The stock interview pic going around at the time was Nigella in a tight t-shirt that said ENGLISH MUFFIN on it. I would have attached it to this little archival moment but it's very easily located on the internet. The picture you see at the top will be explained at the end of this, along with notes about what got cut from the piece.

She had a line of kitchen products to sell, so I asked her one quick question about her product line and the rest about eating. Here are excerpts:

Nigella Bites, Nigella Lawson’s food program on the Style Network, is truly concerned with the joy of cooking. Already a star in the UK, Lawson is now tantalizing Americans with a style that’s the antithesis of the current national craze for carb-free living. In her kitchen, life really is a banquet, and no one’s allowed to starve.

DW: In the United States you’re not the object of tabloids, but in England they’re snapping pictures of you without makeup, right?

NL: They have, but my laziness is greater than my vanity. I was photographed once – I won’t say I was jogging, because I don’t do anything that energetic – but I was walking around in the park in an effort to take a bit of exercise, and the photograph of that moment convinced me that where I’d gone wrong was to go out doing that sort of thing in the first place.

DW: The line is called Living Kitchen.
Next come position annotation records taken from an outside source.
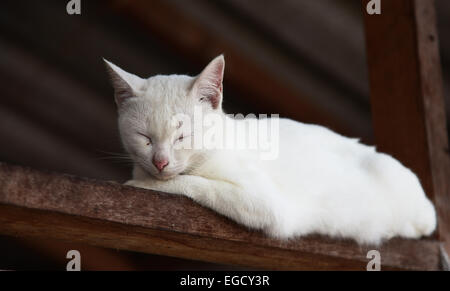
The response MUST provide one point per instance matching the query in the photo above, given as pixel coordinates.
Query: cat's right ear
(125, 85)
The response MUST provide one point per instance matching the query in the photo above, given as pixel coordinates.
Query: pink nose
(160, 164)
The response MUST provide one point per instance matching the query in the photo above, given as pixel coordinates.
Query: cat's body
(320, 182)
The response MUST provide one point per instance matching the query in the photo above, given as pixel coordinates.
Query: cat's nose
(160, 164)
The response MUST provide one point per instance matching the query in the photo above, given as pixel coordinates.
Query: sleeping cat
(318, 182)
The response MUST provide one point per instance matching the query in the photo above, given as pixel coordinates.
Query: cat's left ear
(209, 84)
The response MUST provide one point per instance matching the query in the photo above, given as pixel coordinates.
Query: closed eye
(149, 140)
(181, 138)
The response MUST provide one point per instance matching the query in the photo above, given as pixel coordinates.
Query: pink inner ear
(210, 84)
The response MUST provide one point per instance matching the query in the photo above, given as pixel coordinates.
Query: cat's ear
(208, 86)
(125, 85)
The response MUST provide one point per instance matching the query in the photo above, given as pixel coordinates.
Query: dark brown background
(303, 59)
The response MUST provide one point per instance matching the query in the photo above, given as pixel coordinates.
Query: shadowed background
(299, 58)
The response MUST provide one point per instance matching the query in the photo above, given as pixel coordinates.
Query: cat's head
(148, 108)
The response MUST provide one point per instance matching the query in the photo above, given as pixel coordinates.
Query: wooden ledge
(106, 214)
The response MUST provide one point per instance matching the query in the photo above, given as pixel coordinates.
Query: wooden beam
(407, 95)
(45, 205)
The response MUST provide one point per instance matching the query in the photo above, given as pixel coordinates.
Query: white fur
(321, 182)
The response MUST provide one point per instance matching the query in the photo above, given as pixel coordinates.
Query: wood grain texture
(407, 96)
(45, 205)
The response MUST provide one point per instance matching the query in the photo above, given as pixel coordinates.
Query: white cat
(320, 182)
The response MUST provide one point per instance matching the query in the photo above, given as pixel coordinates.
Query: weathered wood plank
(407, 95)
(39, 204)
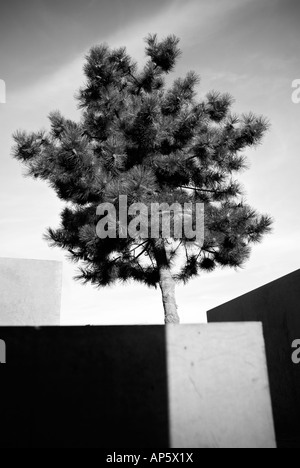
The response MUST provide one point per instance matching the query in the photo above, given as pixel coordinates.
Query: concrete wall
(135, 387)
(277, 305)
(30, 292)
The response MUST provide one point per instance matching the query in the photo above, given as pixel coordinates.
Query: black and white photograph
(149, 258)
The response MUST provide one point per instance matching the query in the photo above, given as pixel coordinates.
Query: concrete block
(218, 387)
(135, 387)
(277, 306)
(30, 292)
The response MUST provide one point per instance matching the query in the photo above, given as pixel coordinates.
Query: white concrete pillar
(30, 292)
(219, 393)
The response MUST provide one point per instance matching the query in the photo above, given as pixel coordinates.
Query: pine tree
(152, 143)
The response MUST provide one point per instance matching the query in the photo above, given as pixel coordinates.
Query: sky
(249, 48)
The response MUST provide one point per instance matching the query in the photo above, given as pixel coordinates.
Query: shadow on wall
(277, 305)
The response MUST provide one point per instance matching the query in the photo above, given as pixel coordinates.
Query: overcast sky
(247, 47)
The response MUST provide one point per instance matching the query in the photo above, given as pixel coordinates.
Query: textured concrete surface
(277, 305)
(135, 387)
(30, 292)
(2, 352)
(218, 387)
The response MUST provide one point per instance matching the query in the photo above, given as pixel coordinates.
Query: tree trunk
(167, 286)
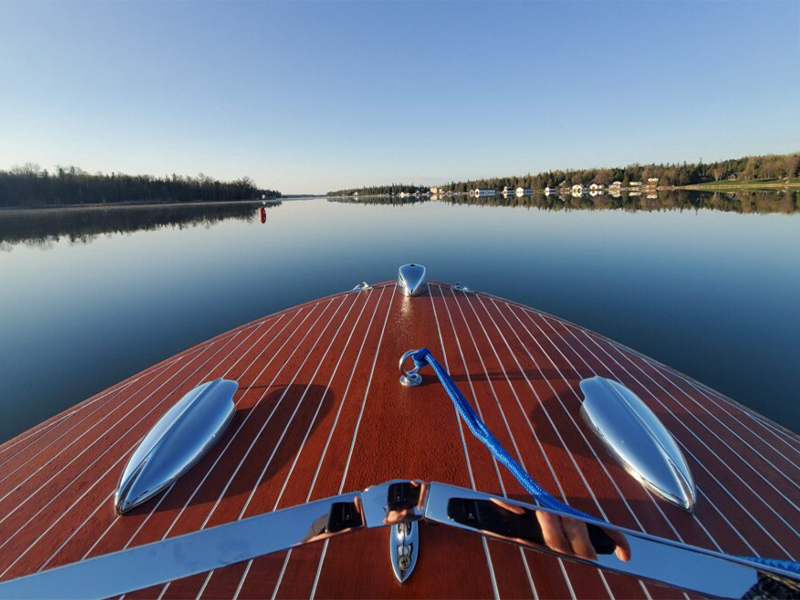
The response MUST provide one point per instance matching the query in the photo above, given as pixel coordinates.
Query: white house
(580, 189)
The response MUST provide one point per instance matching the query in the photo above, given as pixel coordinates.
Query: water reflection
(43, 228)
(759, 202)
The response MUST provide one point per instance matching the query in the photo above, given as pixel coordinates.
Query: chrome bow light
(637, 440)
(180, 438)
(412, 280)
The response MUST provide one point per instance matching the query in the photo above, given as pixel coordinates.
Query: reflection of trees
(761, 202)
(41, 229)
(387, 200)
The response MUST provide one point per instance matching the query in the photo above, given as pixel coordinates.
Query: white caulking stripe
(241, 355)
(312, 422)
(783, 436)
(78, 479)
(63, 433)
(489, 564)
(91, 428)
(572, 367)
(298, 346)
(223, 342)
(583, 359)
(670, 376)
(500, 408)
(464, 298)
(237, 402)
(725, 463)
(355, 433)
(700, 464)
(325, 448)
(578, 398)
(274, 355)
(298, 404)
(745, 430)
(20, 504)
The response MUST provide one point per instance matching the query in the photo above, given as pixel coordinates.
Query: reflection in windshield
(82, 225)
(536, 528)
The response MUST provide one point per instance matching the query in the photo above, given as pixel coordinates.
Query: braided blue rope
(479, 430)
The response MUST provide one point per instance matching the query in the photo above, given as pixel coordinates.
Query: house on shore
(580, 190)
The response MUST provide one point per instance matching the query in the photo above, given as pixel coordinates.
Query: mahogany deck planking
(320, 412)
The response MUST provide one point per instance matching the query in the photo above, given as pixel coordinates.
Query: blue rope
(480, 431)
(543, 497)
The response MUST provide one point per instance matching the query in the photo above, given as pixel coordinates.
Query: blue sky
(313, 96)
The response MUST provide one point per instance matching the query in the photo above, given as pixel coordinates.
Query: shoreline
(5, 210)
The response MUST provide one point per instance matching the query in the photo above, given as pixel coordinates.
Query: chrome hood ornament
(180, 438)
(638, 440)
(412, 280)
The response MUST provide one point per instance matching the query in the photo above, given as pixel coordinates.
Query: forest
(30, 186)
(394, 189)
(769, 167)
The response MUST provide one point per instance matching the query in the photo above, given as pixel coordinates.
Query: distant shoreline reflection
(756, 202)
(43, 228)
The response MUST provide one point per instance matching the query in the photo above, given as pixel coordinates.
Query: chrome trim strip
(180, 438)
(330, 434)
(637, 440)
(602, 545)
(223, 343)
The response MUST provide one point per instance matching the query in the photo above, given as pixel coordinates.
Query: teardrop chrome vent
(638, 440)
(180, 438)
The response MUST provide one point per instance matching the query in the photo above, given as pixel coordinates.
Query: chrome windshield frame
(399, 501)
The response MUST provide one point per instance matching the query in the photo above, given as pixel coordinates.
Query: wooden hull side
(320, 411)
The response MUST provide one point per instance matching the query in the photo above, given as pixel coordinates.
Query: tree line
(30, 186)
(42, 229)
(773, 166)
(747, 202)
(382, 190)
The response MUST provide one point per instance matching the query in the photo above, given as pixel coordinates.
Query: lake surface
(90, 297)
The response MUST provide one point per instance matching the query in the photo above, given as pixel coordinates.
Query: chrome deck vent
(412, 280)
(637, 440)
(180, 438)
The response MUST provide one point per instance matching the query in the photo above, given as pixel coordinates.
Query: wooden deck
(320, 411)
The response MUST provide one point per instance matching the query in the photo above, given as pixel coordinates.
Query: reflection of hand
(570, 536)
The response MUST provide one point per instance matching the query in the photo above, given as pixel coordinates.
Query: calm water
(88, 298)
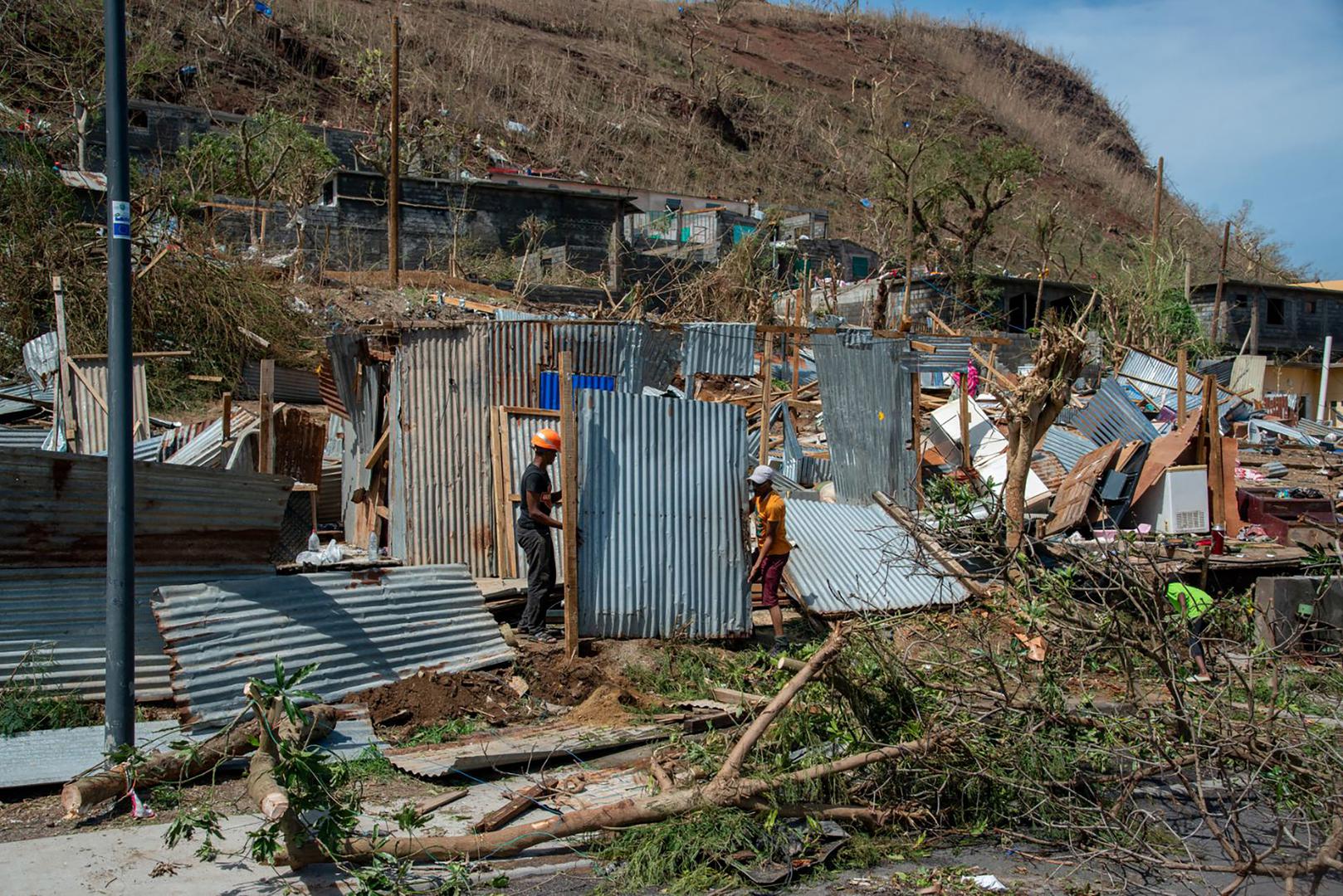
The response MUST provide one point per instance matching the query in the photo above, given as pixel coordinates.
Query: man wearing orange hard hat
(534, 535)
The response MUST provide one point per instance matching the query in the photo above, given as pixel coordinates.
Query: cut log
(183, 766)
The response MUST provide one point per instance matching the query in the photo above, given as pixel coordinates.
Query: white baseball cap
(762, 475)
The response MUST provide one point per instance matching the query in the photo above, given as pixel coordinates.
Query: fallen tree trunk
(182, 766)
(727, 790)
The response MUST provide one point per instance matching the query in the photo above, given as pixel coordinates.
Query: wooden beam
(379, 451)
(766, 387)
(266, 411)
(569, 492)
(67, 392)
(1181, 403)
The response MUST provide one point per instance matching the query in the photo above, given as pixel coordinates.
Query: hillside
(745, 100)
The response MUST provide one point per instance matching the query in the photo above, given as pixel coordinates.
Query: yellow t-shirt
(769, 509)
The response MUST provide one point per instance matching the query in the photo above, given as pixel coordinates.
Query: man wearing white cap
(773, 547)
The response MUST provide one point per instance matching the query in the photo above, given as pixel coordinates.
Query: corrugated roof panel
(1155, 379)
(661, 507)
(91, 431)
(442, 483)
(56, 512)
(857, 559)
(865, 395)
(1067, 446)
(364, 629)
(1111, 416)
(65, 610)
(725, 349)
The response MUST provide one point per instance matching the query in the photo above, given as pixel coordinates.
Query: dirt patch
(432, 698)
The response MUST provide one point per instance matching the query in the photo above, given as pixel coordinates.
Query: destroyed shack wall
(191, 524)
(661, 508)
(865, 391)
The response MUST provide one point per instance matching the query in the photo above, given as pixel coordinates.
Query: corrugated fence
(661, 511)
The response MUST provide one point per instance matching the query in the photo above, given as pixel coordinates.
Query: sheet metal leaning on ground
(364, 629)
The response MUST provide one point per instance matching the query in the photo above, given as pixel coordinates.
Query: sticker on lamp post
(120, 221)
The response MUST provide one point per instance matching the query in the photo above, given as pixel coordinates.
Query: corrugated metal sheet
(662, 351)
(56, 512)
(65, 610)
(952, 355)
(293, 386)
(206, 449)
(1155, 379)
(606, 349)
(1067, 446)
(24, 437)
(91, 433)
(364, 629)
(442, 481)
(728, 349)
(42, 358)
(1111, 416)
(857, 559)
(865, 395)
(15, 410)
(661, 507)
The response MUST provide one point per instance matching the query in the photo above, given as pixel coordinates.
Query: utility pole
(120, 727)
(393, 168)
(1221, 282)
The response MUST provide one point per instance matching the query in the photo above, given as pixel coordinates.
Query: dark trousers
(540, 577)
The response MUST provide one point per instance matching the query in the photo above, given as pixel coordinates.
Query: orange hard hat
(548, 440)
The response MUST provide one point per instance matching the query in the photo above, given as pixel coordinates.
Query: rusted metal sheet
(91, 431)
(1073, 497)
(442, 483)
(363, 629)
(61, 614)
(856, 559)
(661, 508)
(56, 512)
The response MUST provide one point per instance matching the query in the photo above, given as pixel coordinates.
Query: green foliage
(441, 733)
(27, 705)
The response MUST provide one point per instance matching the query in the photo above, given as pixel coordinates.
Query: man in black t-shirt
(534, 535)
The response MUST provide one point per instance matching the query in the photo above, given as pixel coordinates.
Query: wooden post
(1182, 363)
(766, 386)
(916, 436)
(1216, 484)
(803, 296)
(266, 410)
(393, 168)
(569, 492)
(1221, 282)
(1156, 207)
(67, 394)
(965, 425)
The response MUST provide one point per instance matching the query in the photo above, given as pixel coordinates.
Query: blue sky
(1243, 97)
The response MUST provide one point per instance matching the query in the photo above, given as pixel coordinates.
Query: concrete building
(1272, 319)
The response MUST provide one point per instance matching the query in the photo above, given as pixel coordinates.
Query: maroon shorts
(769, 577)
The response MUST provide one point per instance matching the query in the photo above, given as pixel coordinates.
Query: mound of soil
(432, 698)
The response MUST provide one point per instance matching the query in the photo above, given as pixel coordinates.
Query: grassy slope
(634, 91)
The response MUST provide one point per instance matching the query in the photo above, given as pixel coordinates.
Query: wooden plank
(266, 411)
(379, 451)
(569, 494)
(766, 387)
(67, 394)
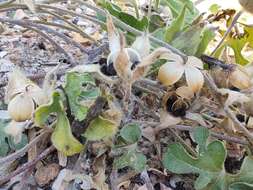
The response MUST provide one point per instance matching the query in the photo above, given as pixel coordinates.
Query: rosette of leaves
(62, 137)
(7, 142)
(208, 165)
(81, 91)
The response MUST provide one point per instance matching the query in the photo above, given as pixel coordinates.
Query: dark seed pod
(134, 59)
(175, 105)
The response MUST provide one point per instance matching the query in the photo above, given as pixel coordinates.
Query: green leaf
(132, 21)
(7, 142)
(238, 44)
(43, 112)
(131, 133)
(200, 136)
(155, 22)
(62, 137)
(81, 90)
(100, 128)
(176, 7)
(241, 186)
(132, 159)
(176, 26)
(209, 164)
(127, 18)
(249, 33)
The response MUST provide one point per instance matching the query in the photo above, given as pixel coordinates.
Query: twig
(28, 23)
(234, 21)
(220, 136)
(117, 21)
(80, 31)
(186, 146)
(22, 151)
(58, 47)
(133, 30)
(146, 179)
(6, 4)
(212, 86)
(27, 166)
(214, 134)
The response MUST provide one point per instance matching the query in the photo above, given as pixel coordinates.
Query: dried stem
(234, 21)
(28, 23)
(58, 47)
(23, 151)
(28, 165)
(80, 31)
(212, 86)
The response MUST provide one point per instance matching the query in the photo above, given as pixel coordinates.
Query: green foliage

What’s the one item I should buy?

NL: I would say the mezzaluna* because a sharp blade is always useful to have around. It’s both beautiful and lethal.

DW: I know a gay man who cuts around the fat strips in the bacon. What would you say to him about this?

NL: People think watching what you eat and having a good figure makes you attractive, but you’re either attractive or you’re not. It’s not about your figure. How you eat says everything about you, and to eat that way means your life doesn’t have enough pleasure in it.

DW: I live in West Hollywood and this is not a perspective I hear often.

NL: I think men, straight or gay, tend to have a real weakness in thinking that surface beauty is somehow meaningful. But after 10 minutes, mind numbing boringness and stupidity will make you forget that beauty. It takes a woman 10 minutes to learn what it can take a man two years to see.

NOTES: I told you it was short. A few questions asked and answered and then a publicist on the call with you steps in to move the interview subject on to the next phone call. Some questions were cut from the print piece for space and perhaps tastefulness, who can say. One of them – because at the time the way she was being marketed in the U.S. was "Check out this sexy lady who cooks on TV" and, therefore, she was always ready to answer questions about sexy things and pose for photos in t-shirts with provocative slogans on them – was the stock question "What makes a man sexy?" and her response was, "Hairiness." I saw her give Graham Norton the exact same response not long after when he asked the same question. He followed up with "How hairy?" and she said, "I quite like a gorilla."

*Pictured: my now-20-year-old mezzaluna, missing the little thingy from one of its handles, not from Nigella's line of kitchen items. She was right, though. It's fun to use. Chops up herbs quickly and amusingly.